In theory, GATK does a much better job ruling out false positives. 

grep -v '^#' all.GATK.vcf | awk '{$2=$2"AAAAAAA"; print}' | sort -k 2 > g.v grep -v '^#' all.samtools.vcf | awk '{$2=$2"AAAAAAA"; print}' | sort -k 2 > s.v join -a 1 -1 2 -2 2 g.v s.v | awk '{if (NF==12) {print}}' | grep PASS > g.v.pass.only cat g.v.pass.only | sort -k 6 -n -r | head

 

What's going on here:

1) Yank out all the variant calls (comments start with '#') and add a string of "AAAAAAA" to them to make "sort" do it's job in a way that "join" will later like

2) Join the two files using their chromosome position as the join field, but also include any lines from the GATK file that DON'T match the samtools file. Use "awk" to figure out which ones came only from GATK (they are missing a bunch of fields from the samtools variant calls), look only for those that GATK has labeled "PASS" and write them to a file.

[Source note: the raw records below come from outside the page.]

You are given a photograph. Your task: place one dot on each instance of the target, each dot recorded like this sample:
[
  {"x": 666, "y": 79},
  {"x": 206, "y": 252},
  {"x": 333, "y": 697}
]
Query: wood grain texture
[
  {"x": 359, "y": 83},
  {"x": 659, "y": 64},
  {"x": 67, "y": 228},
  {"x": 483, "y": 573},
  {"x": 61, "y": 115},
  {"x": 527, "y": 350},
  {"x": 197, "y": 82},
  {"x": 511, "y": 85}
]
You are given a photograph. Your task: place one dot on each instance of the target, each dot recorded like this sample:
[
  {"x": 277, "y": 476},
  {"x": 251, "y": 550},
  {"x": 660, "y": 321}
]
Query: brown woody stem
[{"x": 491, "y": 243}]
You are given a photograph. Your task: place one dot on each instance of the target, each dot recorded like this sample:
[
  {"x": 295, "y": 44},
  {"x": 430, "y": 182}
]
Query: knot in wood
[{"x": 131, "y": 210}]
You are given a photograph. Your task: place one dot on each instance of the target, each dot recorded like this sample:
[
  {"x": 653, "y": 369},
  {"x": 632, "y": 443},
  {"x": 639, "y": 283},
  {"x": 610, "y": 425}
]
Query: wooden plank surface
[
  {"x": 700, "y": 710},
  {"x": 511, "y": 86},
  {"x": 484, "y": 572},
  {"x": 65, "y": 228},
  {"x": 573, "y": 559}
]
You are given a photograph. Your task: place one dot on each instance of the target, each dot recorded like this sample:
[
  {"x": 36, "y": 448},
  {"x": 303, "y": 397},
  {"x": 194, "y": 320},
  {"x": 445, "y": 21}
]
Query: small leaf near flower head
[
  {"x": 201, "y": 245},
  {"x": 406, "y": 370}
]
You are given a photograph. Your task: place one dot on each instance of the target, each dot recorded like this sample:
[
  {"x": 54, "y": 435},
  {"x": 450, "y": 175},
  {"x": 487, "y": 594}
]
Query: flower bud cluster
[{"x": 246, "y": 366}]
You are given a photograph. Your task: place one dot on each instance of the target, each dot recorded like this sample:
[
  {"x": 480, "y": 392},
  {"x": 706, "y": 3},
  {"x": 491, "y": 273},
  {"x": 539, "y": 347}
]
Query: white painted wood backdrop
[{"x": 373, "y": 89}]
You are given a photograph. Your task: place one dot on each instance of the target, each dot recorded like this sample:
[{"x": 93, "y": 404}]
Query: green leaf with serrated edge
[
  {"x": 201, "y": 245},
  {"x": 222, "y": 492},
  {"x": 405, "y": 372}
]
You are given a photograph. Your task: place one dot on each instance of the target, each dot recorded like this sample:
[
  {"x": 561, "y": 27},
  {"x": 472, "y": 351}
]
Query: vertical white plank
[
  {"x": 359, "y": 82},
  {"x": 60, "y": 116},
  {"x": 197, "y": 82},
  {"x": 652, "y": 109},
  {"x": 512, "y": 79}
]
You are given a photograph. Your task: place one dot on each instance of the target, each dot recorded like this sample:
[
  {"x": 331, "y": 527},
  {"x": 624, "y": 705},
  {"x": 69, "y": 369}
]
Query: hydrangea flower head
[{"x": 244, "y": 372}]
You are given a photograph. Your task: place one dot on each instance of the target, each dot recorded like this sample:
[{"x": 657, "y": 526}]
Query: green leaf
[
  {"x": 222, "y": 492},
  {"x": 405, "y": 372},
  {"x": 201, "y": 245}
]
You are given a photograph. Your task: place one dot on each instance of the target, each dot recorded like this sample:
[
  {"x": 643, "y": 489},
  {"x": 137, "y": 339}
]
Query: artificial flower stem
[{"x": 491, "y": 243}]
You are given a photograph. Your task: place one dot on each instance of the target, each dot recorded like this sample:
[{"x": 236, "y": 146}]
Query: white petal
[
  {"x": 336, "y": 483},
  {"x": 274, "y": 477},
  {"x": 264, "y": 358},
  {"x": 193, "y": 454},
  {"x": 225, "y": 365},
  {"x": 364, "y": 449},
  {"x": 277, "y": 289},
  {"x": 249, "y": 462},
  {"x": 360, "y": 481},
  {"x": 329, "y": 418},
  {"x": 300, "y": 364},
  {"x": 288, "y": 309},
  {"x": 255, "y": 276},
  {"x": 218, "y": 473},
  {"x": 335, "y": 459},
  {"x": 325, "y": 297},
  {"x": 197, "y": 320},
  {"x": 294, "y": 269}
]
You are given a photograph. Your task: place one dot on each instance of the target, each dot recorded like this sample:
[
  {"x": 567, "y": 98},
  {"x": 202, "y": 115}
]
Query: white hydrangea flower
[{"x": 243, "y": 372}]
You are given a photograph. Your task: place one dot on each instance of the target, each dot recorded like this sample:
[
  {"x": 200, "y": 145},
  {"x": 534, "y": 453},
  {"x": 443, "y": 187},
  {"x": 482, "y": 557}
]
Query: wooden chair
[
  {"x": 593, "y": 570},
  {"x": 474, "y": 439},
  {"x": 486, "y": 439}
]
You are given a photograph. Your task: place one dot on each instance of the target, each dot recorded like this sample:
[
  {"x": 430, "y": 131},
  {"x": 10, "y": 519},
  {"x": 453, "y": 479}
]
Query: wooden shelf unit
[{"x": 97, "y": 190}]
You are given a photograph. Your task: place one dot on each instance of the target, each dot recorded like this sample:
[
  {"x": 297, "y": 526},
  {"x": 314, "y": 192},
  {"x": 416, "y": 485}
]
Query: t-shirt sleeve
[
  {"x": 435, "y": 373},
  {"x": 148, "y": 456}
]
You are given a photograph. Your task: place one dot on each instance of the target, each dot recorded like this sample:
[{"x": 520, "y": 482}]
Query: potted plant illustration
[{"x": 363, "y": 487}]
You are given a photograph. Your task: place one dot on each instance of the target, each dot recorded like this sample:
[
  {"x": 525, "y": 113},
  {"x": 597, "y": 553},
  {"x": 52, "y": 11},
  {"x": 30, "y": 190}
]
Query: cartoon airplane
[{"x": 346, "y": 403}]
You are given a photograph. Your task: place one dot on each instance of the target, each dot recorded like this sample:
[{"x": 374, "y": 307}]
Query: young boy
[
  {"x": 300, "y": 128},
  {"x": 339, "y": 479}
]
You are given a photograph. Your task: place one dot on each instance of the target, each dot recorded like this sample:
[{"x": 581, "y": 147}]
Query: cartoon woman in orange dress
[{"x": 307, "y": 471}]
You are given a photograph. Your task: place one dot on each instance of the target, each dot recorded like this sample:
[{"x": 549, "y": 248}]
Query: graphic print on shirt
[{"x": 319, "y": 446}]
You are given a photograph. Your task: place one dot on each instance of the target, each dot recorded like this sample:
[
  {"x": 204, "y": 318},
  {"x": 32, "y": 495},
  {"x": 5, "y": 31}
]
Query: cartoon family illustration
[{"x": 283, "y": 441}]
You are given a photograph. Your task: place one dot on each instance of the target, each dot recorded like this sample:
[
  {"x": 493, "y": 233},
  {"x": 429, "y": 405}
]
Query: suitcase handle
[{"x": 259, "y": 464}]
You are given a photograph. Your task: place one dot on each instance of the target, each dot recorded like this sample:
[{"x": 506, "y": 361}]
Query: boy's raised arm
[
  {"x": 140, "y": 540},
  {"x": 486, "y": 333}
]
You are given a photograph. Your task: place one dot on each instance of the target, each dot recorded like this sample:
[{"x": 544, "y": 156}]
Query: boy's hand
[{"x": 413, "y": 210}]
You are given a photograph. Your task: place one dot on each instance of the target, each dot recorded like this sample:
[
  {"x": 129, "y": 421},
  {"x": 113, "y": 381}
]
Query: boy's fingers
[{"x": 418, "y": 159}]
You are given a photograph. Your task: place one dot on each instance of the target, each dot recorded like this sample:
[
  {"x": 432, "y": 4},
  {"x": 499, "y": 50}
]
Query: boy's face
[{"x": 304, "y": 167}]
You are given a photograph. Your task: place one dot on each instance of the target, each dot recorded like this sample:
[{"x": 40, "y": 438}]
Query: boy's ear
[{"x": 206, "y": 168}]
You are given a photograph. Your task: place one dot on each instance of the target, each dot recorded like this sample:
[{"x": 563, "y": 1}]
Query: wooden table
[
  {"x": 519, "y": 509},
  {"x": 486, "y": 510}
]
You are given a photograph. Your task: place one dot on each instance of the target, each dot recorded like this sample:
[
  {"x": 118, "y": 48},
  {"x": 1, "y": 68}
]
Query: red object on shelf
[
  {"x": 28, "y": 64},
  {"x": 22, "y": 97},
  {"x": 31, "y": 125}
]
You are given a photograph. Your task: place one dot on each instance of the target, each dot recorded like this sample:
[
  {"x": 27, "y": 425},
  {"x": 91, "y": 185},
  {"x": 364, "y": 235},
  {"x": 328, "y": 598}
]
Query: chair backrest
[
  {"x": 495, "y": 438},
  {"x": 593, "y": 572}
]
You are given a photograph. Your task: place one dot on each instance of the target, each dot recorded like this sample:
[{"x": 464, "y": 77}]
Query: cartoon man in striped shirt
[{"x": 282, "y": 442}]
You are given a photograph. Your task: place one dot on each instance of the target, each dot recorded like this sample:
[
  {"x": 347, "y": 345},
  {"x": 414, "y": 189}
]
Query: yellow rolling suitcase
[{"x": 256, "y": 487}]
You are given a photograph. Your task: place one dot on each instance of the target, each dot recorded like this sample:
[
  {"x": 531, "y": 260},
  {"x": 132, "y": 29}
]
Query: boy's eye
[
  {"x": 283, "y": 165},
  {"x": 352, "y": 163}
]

3) Sort the resultant file on the variant quality value - take the top 10 lines.

 

You will note that many of these are complex variants, particularly insertions, so it's not too surprising that GATK does better. But here's a SNP that GATK does much better on:

chr21:34278313

It has an interesting quantitative signature though... you might want to look at it in IGV.

 

Other notes on bcftools

bcftools has many other sub-commands such as performing association tests and estimating allele frequency spectrums.

You can't get gene-context information from bcftools - you have to shift to variant annotation tools to do that.

Side-note on samtools mpileup

If you don't need a variant caller that uses a full Bayesian inference engine with robust filtering, protections, etc. but just want to look for weird base-artifacts within your mapped data, check out samtools mpileup output directly.